Innerhalb gewisser konventioneller Grenzen soll es den Arbeitern gestattet sein, sich einzubilden, selbständige Partner der Produktion zu sein und ihre Kontrakte mit ihrem Arbeitgeber im gegenseitigen Übereinkommen abzuschließen. Werden jedoch diese Grenzen überschritten, dann wird ihnen das Arbeitsverhältnis offen unter Bedingungen aufgezwungen, die vom Parlament, jenem ständigen Ausschuß der Koalition der herrschenden Klasse gegen das Volk, vorgeschrieben worden sind. Die tiefgründigen und philosophischen Gedanken des Palmerstonschen Organs wurden auf kuriose Weise durch seine gestrige Entdeckung offenbart, daß "von allen Klassen Englands den Armen der höheren Stände am ärgsten mitgespielt wurde". Der arme Aristokrat, der in Ermangelung eines eigenen "Brougham" <geschlossenen Einspänners (nach Lord Brougham)> gezwungen ist, eine Mietdroschke zu benutzen!

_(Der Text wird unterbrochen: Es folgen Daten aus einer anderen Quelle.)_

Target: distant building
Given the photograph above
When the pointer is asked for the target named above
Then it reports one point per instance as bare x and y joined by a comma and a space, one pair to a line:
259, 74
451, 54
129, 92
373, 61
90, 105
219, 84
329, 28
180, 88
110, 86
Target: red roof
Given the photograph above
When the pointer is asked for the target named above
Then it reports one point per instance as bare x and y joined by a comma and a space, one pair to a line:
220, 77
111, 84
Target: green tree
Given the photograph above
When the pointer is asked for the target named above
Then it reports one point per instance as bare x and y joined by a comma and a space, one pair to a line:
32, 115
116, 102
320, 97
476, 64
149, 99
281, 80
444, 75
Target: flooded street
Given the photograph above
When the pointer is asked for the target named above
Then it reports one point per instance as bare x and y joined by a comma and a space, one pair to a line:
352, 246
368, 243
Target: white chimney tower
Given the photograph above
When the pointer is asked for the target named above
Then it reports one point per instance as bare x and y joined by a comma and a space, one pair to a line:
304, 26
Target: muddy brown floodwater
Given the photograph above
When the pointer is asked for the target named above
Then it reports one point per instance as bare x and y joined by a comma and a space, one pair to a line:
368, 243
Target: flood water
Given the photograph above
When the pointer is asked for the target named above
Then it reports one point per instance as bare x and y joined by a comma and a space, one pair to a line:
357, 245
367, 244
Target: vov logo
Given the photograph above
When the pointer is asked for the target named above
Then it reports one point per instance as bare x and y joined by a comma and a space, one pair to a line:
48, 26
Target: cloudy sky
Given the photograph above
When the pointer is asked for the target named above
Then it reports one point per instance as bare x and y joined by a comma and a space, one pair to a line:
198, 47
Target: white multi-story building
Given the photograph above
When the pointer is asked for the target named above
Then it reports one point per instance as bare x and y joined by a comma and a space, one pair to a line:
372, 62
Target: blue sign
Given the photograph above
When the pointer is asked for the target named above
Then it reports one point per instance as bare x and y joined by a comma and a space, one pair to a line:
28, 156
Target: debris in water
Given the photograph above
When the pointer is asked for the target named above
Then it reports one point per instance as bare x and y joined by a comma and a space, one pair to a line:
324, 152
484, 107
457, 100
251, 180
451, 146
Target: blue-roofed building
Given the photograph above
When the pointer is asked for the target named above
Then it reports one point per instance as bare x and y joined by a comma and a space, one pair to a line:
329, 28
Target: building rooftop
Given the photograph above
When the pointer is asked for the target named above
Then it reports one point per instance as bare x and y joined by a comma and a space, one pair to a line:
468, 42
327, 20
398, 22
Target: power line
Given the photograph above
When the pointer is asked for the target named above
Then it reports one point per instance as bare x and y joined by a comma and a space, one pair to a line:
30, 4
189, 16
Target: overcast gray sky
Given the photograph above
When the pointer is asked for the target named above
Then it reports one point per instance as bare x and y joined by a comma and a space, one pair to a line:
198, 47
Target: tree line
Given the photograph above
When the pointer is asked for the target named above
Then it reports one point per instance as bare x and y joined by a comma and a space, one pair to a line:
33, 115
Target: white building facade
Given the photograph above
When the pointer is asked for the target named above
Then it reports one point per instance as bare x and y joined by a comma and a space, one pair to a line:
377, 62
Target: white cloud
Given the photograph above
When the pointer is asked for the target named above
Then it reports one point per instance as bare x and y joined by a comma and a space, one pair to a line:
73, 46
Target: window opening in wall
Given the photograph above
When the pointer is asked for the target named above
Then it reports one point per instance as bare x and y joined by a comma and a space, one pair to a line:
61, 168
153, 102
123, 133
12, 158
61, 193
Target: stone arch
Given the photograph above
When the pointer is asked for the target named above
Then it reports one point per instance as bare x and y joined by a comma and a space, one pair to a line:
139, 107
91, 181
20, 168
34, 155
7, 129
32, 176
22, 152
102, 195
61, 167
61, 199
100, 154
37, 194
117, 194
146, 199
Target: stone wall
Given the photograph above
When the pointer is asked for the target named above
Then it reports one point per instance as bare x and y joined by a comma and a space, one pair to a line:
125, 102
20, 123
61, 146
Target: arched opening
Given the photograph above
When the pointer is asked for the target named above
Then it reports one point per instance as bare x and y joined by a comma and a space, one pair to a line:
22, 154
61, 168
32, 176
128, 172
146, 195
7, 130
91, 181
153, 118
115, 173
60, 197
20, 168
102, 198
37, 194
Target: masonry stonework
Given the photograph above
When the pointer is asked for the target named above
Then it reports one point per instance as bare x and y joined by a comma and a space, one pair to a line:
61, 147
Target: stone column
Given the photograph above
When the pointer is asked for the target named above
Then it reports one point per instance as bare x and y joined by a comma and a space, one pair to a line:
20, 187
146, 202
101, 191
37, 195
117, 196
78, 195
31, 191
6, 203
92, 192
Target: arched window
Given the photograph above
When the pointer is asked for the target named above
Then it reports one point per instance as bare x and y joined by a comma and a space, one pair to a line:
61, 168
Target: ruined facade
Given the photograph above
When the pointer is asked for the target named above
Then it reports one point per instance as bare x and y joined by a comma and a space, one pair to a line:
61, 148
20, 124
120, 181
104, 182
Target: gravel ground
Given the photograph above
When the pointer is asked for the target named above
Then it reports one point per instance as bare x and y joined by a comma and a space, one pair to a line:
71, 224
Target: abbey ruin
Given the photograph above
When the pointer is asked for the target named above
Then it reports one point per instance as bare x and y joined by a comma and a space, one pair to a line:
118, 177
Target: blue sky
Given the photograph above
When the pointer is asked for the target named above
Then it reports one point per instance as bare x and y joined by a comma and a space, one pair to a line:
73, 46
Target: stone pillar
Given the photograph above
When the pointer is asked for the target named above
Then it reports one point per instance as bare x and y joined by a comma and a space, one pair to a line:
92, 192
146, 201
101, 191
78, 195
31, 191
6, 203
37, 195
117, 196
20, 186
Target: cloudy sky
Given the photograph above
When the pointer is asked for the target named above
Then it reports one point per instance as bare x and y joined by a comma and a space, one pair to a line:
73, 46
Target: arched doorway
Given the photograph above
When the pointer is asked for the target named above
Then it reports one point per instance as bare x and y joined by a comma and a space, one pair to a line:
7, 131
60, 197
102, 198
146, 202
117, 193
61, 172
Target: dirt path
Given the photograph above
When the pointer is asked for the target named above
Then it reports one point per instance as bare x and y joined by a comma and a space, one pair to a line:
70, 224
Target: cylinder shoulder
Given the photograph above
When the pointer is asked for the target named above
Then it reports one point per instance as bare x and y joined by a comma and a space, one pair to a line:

Man versichert uns, daß die ganze Welt, besonders aber Irland, infolge Hungersnot und Massenauswanderung zu einem Paradies der Arbeiter wird. Wenn aber die Löhne in Irland wirklich so hoch sind, wie kommt es dann, daß die irischen Arbeiter in solchen Massen nach England herüberströmen, um sich für immer auf dieser Seite des "Teichs" niederzulassen, während sie früher nach Beendigung der Erntearbeiten zurückzukehren pflegten?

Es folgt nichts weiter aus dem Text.